As Prime Minister, Vajpyee’s high point was the nuclear test in May 1998, and his Lahore visit that paved the way for better Indo-Pak relations, though the Kargil conflict soured the initiative. Vajpayee was a reasonably successful Prime Minister and the country witnessed several significant developments during his tenure. Advised by Brajesh Mishra and others, he also played a major role in creating a thaw in the Indo-US relations. Bill Clinton’s 2000 visit, the first by a US President in 22 years, ushered in a new chapter in India’s relations with the US. His Sadak Yojna helped in bringing about greater connectivity in the country and he could have served for a longer period, had it not been for his over-reliance on his aides like Pramod Mahajan, who convinced him to go in for an early election in 2004. He obviously had been taken in by the “India Shining” campaign and the “feel good factor” that was merely a marketing campaign. The rest, of course is history.

Vajpayee had a tendency to vacillate and his ambivalent stance on many subjects was aimed at balancing the differences of opinion within his own party. His critics, however, never forgave him for ignoring the role of his party’s government in Gujarat in the aftermath of the worst communal riots that had occurred in the state. He had made up his mind to replace Narendra Modi after advising him to follow Raj Dharma (tenets of governance), but at the last moment, changed it, following pressure from a strong section during the 2002 Goa conclave of his party. Vajpayee also had an unforgiving side and Govindacharya, the Sangh ideologue, who called him a mukhota (facade), was virtually banished from the party.
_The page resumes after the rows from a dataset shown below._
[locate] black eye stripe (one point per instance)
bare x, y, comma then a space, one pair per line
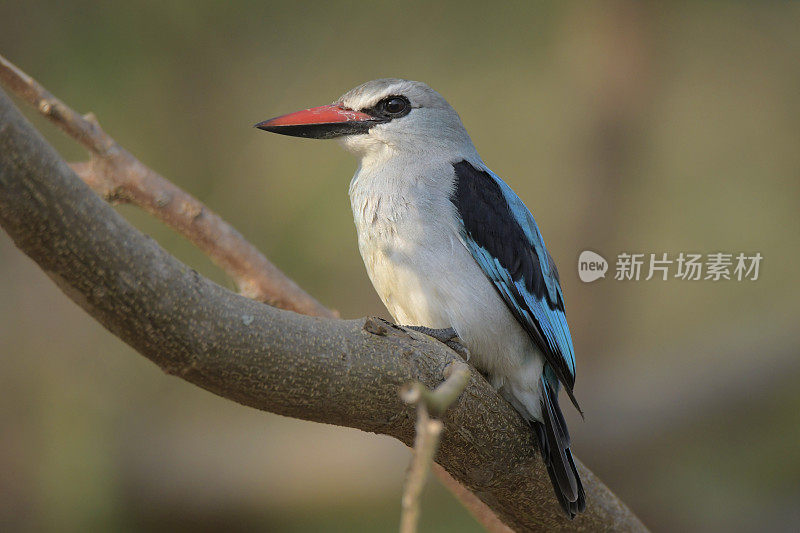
390, 107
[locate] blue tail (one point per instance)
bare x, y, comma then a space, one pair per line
554, 444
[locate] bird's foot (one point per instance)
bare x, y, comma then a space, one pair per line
446, 336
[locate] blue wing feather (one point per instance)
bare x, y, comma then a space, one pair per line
502, 236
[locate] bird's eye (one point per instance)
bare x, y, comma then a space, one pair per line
395, 105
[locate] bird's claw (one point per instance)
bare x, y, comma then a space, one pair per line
457, 346
447, 336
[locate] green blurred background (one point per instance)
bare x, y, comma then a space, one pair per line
624, 126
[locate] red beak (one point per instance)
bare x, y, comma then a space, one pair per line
324, 122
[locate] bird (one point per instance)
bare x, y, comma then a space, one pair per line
453, 252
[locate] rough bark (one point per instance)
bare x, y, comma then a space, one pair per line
325, 370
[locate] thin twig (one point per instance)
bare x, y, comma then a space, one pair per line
428, 433
118, 176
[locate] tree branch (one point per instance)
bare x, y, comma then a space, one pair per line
117, 176
332, 371
428, 433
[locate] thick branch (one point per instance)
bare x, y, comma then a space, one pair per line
118, 176
316, 369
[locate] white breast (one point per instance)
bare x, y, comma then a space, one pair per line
408, 237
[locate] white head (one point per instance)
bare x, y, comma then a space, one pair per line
382, 118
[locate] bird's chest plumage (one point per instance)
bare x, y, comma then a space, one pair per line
402, 240
409, 237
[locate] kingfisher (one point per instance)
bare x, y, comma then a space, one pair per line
453, 252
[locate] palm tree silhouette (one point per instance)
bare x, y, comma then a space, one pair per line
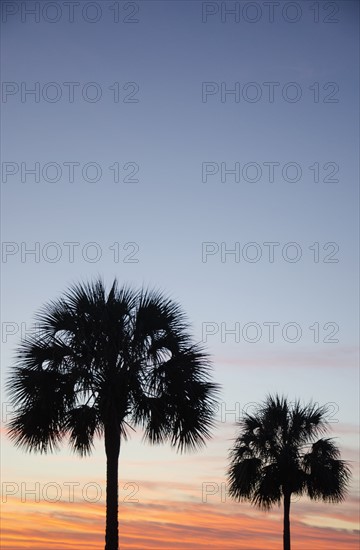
276, 455
102, 363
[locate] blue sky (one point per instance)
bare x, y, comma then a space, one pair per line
170, 212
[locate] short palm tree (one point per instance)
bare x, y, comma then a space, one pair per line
277, 455
101, 363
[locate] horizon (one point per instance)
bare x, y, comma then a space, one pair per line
209, 150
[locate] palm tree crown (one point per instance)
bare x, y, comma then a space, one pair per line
276, 455
106, 362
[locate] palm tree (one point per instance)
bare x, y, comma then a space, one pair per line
103, 363
276, 455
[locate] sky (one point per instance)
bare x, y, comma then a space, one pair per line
210, 150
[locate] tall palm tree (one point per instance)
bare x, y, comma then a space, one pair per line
277, 455
102, 363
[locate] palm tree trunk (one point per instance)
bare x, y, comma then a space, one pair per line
112, 449
286, 536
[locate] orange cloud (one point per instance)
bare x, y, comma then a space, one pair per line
176, 525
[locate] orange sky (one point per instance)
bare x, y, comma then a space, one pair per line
170, 525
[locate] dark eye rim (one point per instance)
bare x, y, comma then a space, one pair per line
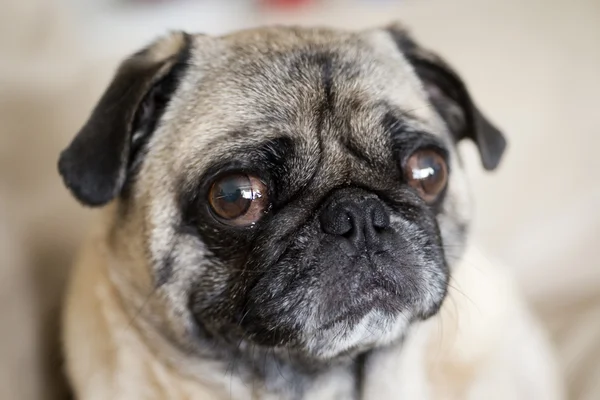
215, 177
445, 157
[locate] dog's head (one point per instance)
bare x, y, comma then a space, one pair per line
291, 188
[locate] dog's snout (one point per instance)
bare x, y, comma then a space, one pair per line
358, 219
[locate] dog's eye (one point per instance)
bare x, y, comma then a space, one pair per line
238, 199
427, 172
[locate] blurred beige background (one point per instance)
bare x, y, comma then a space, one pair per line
533, 66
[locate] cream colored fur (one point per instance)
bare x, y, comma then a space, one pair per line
484, 344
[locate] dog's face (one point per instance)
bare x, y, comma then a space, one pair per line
289, 188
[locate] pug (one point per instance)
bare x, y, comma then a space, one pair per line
284, 212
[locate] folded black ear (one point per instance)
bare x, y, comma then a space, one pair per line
449, 95
95, 165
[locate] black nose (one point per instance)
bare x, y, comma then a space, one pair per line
357, 217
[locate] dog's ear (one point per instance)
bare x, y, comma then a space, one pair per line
449, 95
95, 165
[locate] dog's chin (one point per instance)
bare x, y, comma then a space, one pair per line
355, 333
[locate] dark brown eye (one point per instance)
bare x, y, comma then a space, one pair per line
427, 172
238, 199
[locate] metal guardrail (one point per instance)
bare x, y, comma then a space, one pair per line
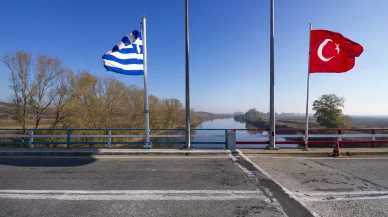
107, 134
115, 136
373, 135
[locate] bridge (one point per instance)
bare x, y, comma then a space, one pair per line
228, 182
163, 137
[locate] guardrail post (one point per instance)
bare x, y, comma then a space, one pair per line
230, 140
110, 138
68, 138
31, 141
226, 138
340, 138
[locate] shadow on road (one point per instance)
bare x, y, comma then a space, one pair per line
46, 162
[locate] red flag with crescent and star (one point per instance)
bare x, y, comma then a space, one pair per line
331, 52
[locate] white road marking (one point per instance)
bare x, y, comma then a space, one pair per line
329, 196
131, 195
278, 183
322, 158
128, 157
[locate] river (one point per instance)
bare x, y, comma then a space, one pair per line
219, 135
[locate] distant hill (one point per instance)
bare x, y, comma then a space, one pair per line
6, 112
211, 116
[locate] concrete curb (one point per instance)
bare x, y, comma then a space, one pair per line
90, 152
319, 153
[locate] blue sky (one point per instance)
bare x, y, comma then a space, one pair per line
229, 47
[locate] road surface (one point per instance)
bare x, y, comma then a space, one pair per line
348, 186
138, 186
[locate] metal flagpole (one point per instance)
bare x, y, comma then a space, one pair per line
306, 138
188, 142
148, 143
272, 143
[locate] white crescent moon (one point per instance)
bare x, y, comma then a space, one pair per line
320, 48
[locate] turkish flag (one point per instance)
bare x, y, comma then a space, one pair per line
332, 52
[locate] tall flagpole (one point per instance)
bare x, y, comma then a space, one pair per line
148, 143
271, 134
188, 142
306, 138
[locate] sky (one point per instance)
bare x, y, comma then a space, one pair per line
229, 48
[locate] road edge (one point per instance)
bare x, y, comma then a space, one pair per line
286, 191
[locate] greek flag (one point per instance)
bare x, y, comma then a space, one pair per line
127, 56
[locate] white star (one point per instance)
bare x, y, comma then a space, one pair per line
337, 48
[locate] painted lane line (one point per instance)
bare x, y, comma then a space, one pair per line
335, 198
131, 195
331, 193
288, 192
329, 196
330, 158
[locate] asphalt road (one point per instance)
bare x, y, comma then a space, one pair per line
138, 186
349, 186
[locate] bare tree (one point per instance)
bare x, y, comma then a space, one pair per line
20, 64
64, 104
47, 71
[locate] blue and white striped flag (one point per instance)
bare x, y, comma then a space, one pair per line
127, 56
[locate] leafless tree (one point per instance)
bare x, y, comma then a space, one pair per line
20, 64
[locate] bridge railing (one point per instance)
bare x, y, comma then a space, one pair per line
321, 136
107, 137
172, 137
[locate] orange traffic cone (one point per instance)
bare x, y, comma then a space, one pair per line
336, 150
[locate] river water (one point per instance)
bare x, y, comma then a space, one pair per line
202, 135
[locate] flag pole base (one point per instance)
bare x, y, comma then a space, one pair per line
147, 145
187, 149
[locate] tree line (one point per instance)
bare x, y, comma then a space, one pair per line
42, 85
328, 113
Though a bachelor, he lived with his foster family. He was extremely fond of his two foster daughters, one of whom, Ghunu, along with her family, continued to reside with him and affectionately addressed him as Baapji. He loved to be in their company. He would take his annual vacation at his son-in-law, Ranjan Bhattacharya’s house near Kulu for a family get together.

Vajpayee’s loss is a difficult void to fill by his party, and all his friends and foes will always respect him as a great Parliamentarian and statesman.